В годы моего детства мы, дети, жили не так, как современные бедолаги. Телевизора не было. Радио не было. Бесконечных каких-то кружков и занятий с нами не вели. Конечно, обязательный урок музыки — никто на него не водил, ходила сама. Обязательный урок какого-либо языка — немецкого или французского — жуткая скука. Домой приходила какая-то дама, и надо было терпеть. Но это не было занятиями с нами, это было моей обязанностью.
Понятия не имею, как и когда я готовила уроки. В школу ходили сами, никто не водил. И ходили не рядом с домом, а довольно далеко: я, например, с Петровки на Арбат, пешком больше часа. Много времени мы были предоставлены самим себе — соседские мальчишки и девчонки, одноклассники, с которыми я подружилась. И мы с этим временем прекрасно справлялись.
Моя подростковая жизнь была не то что полна, а переполнена. Чего только не было в моей фантастической голове! Конечно, была школа, и она занимала немало времени, тем более, что с пятого класса, то есть с 10–11 лет, у нас была вторая смена. Мы начинали учиться где-то часа в два и учились до вечера. Дорога — час туда и час обратно. Училась я, как теперь понимаю, весьма неважно. Выручало то, что можно назвать общим уровнем, развитостью, начитанностью. Такими были почти все в классе. Но были и очень хорошие ученики — не я. Были в школе и очень интересные уроки, на которых можно было сидеть и слушать с неподдельным вниманием. Конечно, были физика и математика, тут уж хоть слушай, хоть не слушай, понять все равно ничего нельзя. И еще это обществоведение, где все мы с трудом пробирались между Спартаком и крестьянскими войнами в Германии.

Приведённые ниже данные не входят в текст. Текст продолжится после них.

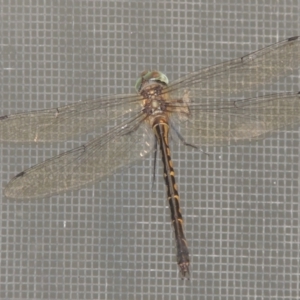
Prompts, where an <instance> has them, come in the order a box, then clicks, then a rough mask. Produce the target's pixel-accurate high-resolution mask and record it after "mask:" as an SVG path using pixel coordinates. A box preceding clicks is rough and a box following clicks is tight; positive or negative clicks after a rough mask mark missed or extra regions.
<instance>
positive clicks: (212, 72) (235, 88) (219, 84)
mask: <svg viewBox="0 0 300 300" xmlns="http://www.w3.org/2000/svg"><path fill="white" fill-rule="evenodd" d="M299 66H300V37H293V38H289V39H287V40H284V41H282V42H279V43H276V44H273V45H271V46H268V47H265V48H263V49H261V50H258V51H256V52H253V53H251V54H249V55H246V56H243V57H241V58H237V59H233V60H230V61H227V62H224V63H221V64H218V65H215V66H212V67H208V68H205V69H202V70H200V71H198V72H194V73H190V74H188V75H187V76H184V77H182V78H179V79H178V80H176V81H174V82H172V83H171V84H170V85H169V86H168V87H166V88H165V92H166V93H169V95H170V96H171V98H172V99H181V98H182V97H183V96H184V94H185V93H187V92H188V93H189V98H190V102H191V104H201V103H202V102H203V101H207V100H208V101H210V99H224V98H230V97H232V96H234V95H236V94H237V93H243V92H245V91H253V90H258V89H259V87H260V86H261V85H262V84H266V83H270V82H272V81H273V80H274V79H275V78H277V77H279V76H286V75H287V74H289V73H292V72H293V71H295V70H298V69H299ZM204 104H205V103H204Z"/></svg>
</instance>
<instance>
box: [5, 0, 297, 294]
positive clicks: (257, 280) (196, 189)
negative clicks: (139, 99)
mask: <svg viewBox="0 0 300 300" xmlns="http://www.w3.org/2000/svg"><path fill="white" fill-rule="evenodd" d="M0 4H1V12H0V16H1V18H0V92H1V95H0V99H1V101H0V112H1V115H5V114H12V113H17V112H22V111H29V110H36V109H42V108H50V107H57V106H61V105H66V104H69V103H75V102H77V101H79V100H84V99H90V98H93V97H95V96H99V95H107V94H115V93H131V92H134V88H133V87H134V84H135V80H136V78H137V76H138V75H139V74H140V73H141V72H142V71H143V70H145V69H158V70H160V71H162V72H164V73H165V74H167V76H168V77H169V80H171V81H172V80H174V79H177V78H178V77H179V76H182V75H185V74H186V73H189V72H192V71H195V70H198V69H200V68H201V67H206V66H209V65H213V64H216V63H220V62H222V61H224V60H228V59H232V58H236V57H239V56H242V55H245V54H248V53H249V52H252V51H255V50H257V49H260V48H262V47H264V46H267V45H269V44H272V43H275V42H277V41H280V40H283V39H285V38H288V37H292V36H295V35H299V32H300V30H299V29H300V28H299V27H300V26H299V24H300V2H298V1H275V2H274V3H273V2H270V1H237V0H236V1H234V0H225V1H224V0H215V1H210V2H209V1H200V2H199V1H187V0H186V1H178V0H176V1H102V0H101V1H88V0H86V1H75V0H74V1H46V0H42V1H37V0H36V1H34V0H26V1H21V0H13V1H5V0H2V1H0ZM298 63H299V62H298ZM299 83H300V79H299V76H298V75H297V74H296V76H289V77H288V78H284V79H283V80H281V81H280V82H279V83H278V84H276V85H272V86H266V87H265V90H263V91H262V92H265V93H270V92H271V93H274V92H275V93H276V92H280V91H281V92H282V91H297V90H299V89H300V88H299V87H300V84H299ZM93 136H94V134H93V132H92V133H91V135H87V136H84V137H80V138H79V139H77V140H73V141H66V142H65V143H56V144H55V143H53V144H30V145H27V144H13V143H3V144H2V145H1V148H0V151H1V152H0V153H1V155H0V158H1V162H0V170H1V173H0V181H1V184H2V186H1V190H0V192H1V195H2V191H3V188H4V186H5V184H6V183H7V182H8V181H9V179H10V178H12V177H13V176H14V175H16V174H17V173H19V172H21V171H22V170H24V169H26V168H28V167H29V166H32V165H35V164H36V163H38V162H41V161H43V160H45V159H47V158H49V157H52V156H54V155H57V154H58V153H61V152H63V151H66V150H68V149H72V148H74V147H76V146H78V145H81V144H83V143H84V142H85V141H86V140H89V139H90V138H92V137H93ZM203 151H205V152H206V153H208V154H209V155H206V154H204V153H203V152H201V151H197V150H193V149H191V148H189V147H184V146H182V145H178V144H172V155H173V161H174V167H175V171H176V174H177V182H178V186H179V192H180V195H181V206H182V212H183V216H184V220H185V232H186V237H187V240H188V243H189V249H190V253H191V278H190V280H189V281H186V280H184V281H182V280H181V279H180V277H179V274H178V269H177V264H176V261H175V247H174V240H173V229H172V228H171V225H170V212H169V208H168V205H167V202H166V195H165V186H164V182H163V177H162V167H161V162H160V159H159V160H158V165H159V166H158V168H157V171H156V172H157V174H156V178H157V179H156V181H155V182H154V186H152V175H153V157H149V158H147V159H145V160H143V161H141V162H137V163H136V164H133V165H132V166H131V167H130V168H128V169H124V170H122V171H121V172H120V173H117V174H113V175H112V176H110V177H109V178H108V179H107V180H105V181H102V182H101V183H95V184H94V185H92V186H89V187H87V188H85V189H81V190H79V191H71V192H68V193H66V194H65V195H60V196H53V197H51V198H47V199H43V200H39V201H13V200H7V199H5V198H4V197H3V196H0V199H1V200H0V204H1V222H0V224H1V225H0V226H1V261H0V264H1V270H0V272H1V280H0V298H1V299H114V300H116V299H122V300H125V299H175V298H176V297H177V298H180V299H298V298H299V296H300V295H299V294H300V293H299V273H300V270H299V226H300V221H299V204H298V203H299V189H298V181H299V128H298V127H292V128H288V129H283V130H280V131H278V132H275V133H273V134H270V135H269V136H268V137H267V138H266V139H265V140H262V141H259V142H257V143H252V144H251V145H238V146H232V147H208V148H206V147H203Z"/></svg>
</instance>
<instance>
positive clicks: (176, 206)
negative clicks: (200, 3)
mask: <svg viewBox="0 0 300 300" xmlns="http://www.w3.org/2000/svg"><path fill="white" fill-rule="evenodd" d="M299 65H300V37H299V36H296V37H291V38H288V39H286V40H284V41H281V42H278V43H276V44H273V45H271V46H268V47H265V48H263V49H261V50H258V51H256V52H253V53H251V54H248V55H246V56H243V57H240V58H237V59H233V60H229V61H226V62H223V63H220V64H217V65H215V66H211V67H208V68H204V69H201V70H200V71H196V72H193V73H190V74H188V75H186V76H183V77H181V78H179V79H177V80H175V81H173V82H172V83H169V81H168V78H167V76H166V75H164V74H163V73H161V72H159V71H156V70H152V71H144V72H143V73H142V74H141V75H140V77H139V78H138V80H137V82H136V85H135V89H136V93H134V94H126V95H124V94H119V95H118V94H117V95H113V96H105V97H99V98H95V99H91V100H85V101H80V102H78V103H75V104H71V105H66V106H62V107H58V108H53V109H45V110H37V111H31V112H23V113H18V114H13V115H5V116H2V117H0V140H1V141H3V142H4V141H6V142H21V143H24V142H32V143H38V142H58V141H66V140H67V139H70V138H72V137H74V135H81V134H87V133H88V132H91V131H95V130H99V132H100V134H99V136H97V137H96V138H94V139H92V140H91V141H89V142H87V143H86V144H83V145H82V146H80V147H77V148H75V149H72V150H69V151H67V152H64V153H62V154H59V155H58V156H56V157H53V158H50V159H48V160H46V161H44V162H41V163H39V164H37V165H35V166H33V167H31V168H29V169H27V170H25V171H23V172H21V173H19V174H17V175H16V176H15V177H14V178H12V179H11V181H10V182H9V183H8V184H7V186H6V187H5V189H4V195H5V196H6V197H7V198H9V199H20V200H22V199H38V198H44V197H49V196H53V195H56V194H60V193H64V192H66V191H67V190H73V189H79V188H81V187H83V186H85V185H86V184H87V183H90V182H96V181H101V180H103V179H105V178H107V177H108V176H110V175H112V174H114V173H116V172H118V170H119V169H121V168H124V167H126V166H129V165H130V164H132V163H134V162H136V161H137V160H141V159H144V158H145V157H146V156H147V155H148V154H149V153H156V151H157V152H158V149H159V151H160V153H161V158H162V162H163V177H164V181H165V185H166V187H167V188H166V190H167V200H168V203H169V207H170V210H171V221H172V225H173V227H174V233H175V245H176V250H177V254H176V258H177V264H178V267H179V273H180V277H181V278H187V279H189V277H190V271H189V270H190V258H189V250H188V245H187V241H186V237H185V234H184V230H183V217H182V213H181V210H180V204H179V193H178V188H177V185H176V181H175V172H174V167H173V163H172V159H171V150H170V146H169V144H170V143H169V141H170V140H171V139H172V140H173V139H174V140H177V141H178V142H179V143H182V144H184V145H186V146H191V147H192V148H196V149H201V147H202V146H216V145H231V144H235V143H237V142H241V141H246V142H251V141H255V140H258V139H261V138H263V137H264V136H265V134H266V133H269V132H272V131H274V130H278V129H280V128H282V127H284V126H288V125H293V124H297V123H299V121H300V93H299V92H296V93H295V92H283V93H276V94H269V95H258V96H257V97H255V98H245V99H244V98H238V97H237V95H238V94H239V93H244V92H246V91H250V92H251V91H257V90H259V88H261V87H262V85H265V84H267V83H272V82H273V81H274V80H278V79H279V77H280V76H288V75H291V74H293V72H295V71H296V70H298V69H299ZM155 157H156V156H155Z"/></svg>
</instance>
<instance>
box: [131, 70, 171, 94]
mask: <svg viewBox="0 0 300 300" xmlns="http://www.w3.org/2000/svg"><path fill="white" fill-rule="evenodd" d="M156 82H158V83H162V84H165V85H167V84H168V83H169V79H168V77H167V76H166V75H165V74H163V73H161V72H159V71H148V70H147V71H144V72H143V73H142V74H141V75H140V77H139V78H138V80H137V81H136V84H135V90H136V91H137V92H138V93H139V92H140V91H141V89H142V88H143V87H144V86H146V85H150V84H152V83H156Z"/></svg>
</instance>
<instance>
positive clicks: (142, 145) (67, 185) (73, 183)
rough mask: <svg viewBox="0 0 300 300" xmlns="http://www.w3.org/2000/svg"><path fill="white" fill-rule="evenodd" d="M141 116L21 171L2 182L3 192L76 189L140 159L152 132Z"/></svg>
mask: <svg viewBox="0 0 300 300" xmlns="http://www.w3.org/2000/svg"><path fill="white" fill-rule="evenodd" d="M144 118H145V117H144V116H143V115H142V114H136V116H135V117H134V118H132V119H131V120H128V121H126V122H123V123H121V124H119V125H118V126H116V127H114V128H113V129H111V130H110V131H108V132H107V134H105V135H103V136H100V137H98V138H96V139H94V140H92V141H91V142H89V143H88V144H86V145H83V146H81V147H79V148H76V149H73V150H70V151H68V152H65V153H62V154H60V155H59V156H57V157H54V158H51V159H48V160H46V161H44V162H42V163H40V164H38V165H36V166H34V167H32V168H30V169H28V170H26V171H24V172H21V173H20V174H18V175H17V176H16V177H14V178H13V179H12V180H11V181H10V182H9V184H8V185H7V186H6V188H5V191H4V194H5V196H6V197H8V198H13V199H34V198H41V197H45V196H51V195H54V194H58V193H61V192H64V191H67V190H70V189H77V188H80V187H82V186H84V185H86V184H87V183H89V182H94V181H97V180H100V179H101V178H103V177H105V176H108V175H110V174H112V173H114V172H115V170H116V169H117V168H121V167H124V166H127V165H129V164H130V163H131V162H132V161H136V160H138V159H141V158H142V157H143V155H144V154H145V153H147V152H149V149H150V148H151V147H152V145H151V136H153V134H152V135H151V133H150V132H148V130H149V128H148V127H147V125H146V124H144V123H143V120H144ZM150 131H151V129H150ZM146 147H148V148H147V149H146Z"/></svg>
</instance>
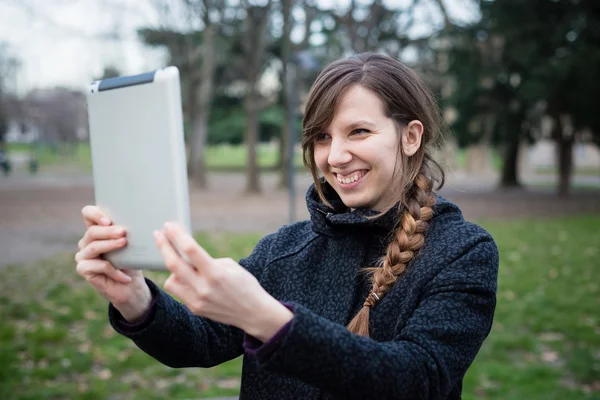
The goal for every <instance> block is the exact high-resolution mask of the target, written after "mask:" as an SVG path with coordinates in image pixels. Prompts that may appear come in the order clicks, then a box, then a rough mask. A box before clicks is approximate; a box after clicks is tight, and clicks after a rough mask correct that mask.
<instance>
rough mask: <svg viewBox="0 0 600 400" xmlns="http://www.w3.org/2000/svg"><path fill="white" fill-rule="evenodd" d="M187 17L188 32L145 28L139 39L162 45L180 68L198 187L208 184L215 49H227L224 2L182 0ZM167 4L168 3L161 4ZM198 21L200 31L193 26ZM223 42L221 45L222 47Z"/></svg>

Я не прогуляла ни одного дня в школе. Не только не прогуляла, но даже такая мысль никогда не приходила в голову. Не знаю, чем это объяснить. Может быть, мама сумела как-то в подсознание, в самую глубину, вложить строптивой девчонке элементы дисциплинированности. Другого объяснения не нахожу. Я училась в период так называемого совместного обучения — девчонки и мальчишки вместе. Знаю, что на этот счет существуют очень разные мнения. Я с радостью вспоминаю школьные годы и думаю, что благодаря этой совместности мне было в детстве хорошо с мальчиками и всю жизнь легко и хорошо с мужчинами. Мальчишки нашего класса были умными и недаром стали образованными людьми. Один из них — известный поэт Евгений Долматовский, с которым мы были младшими в классе, — как-то, много лет спустя, проследил судьбы всех наших одноклассников и выяснил, что многие из них стали серьезными учеными. Особенно в области тех самых физики и математики, на школьных уроках которых они присылали мне потихоньку решение всех уравнений.
В том же переломном пятом классе я предложила всем перейти на имена, — полагалось до этого называть друг друга по фамилиям. Предложение было принято, но в жизнь прошло с трудом, несмотря на то, что невыполняющего «постановление» сильно хлопали книгой по голове, да и обращение было не Боря, Ляля, Коля, Галя, а Борька, Лялька, Колька и т. д. Но все же справились, и, кажется, наш класс был если не единственным, то первым в этом невероятном по тем временам нововведении. Озорства тоже хватало. Но мы озорничали не злобно. Любимой выдумкой была следующая. Два раза в неделю, были уроки физкультуры, их назначали или до, или после большой перемены, чтобы мы успевали переодеться из платья в физкультурный костюм или наоборот (формы не было). Костюм состоял из очень коротких сатиновых шароварчиков и белой блузочки, на ногах — короткие носочки и спортивные тапочки.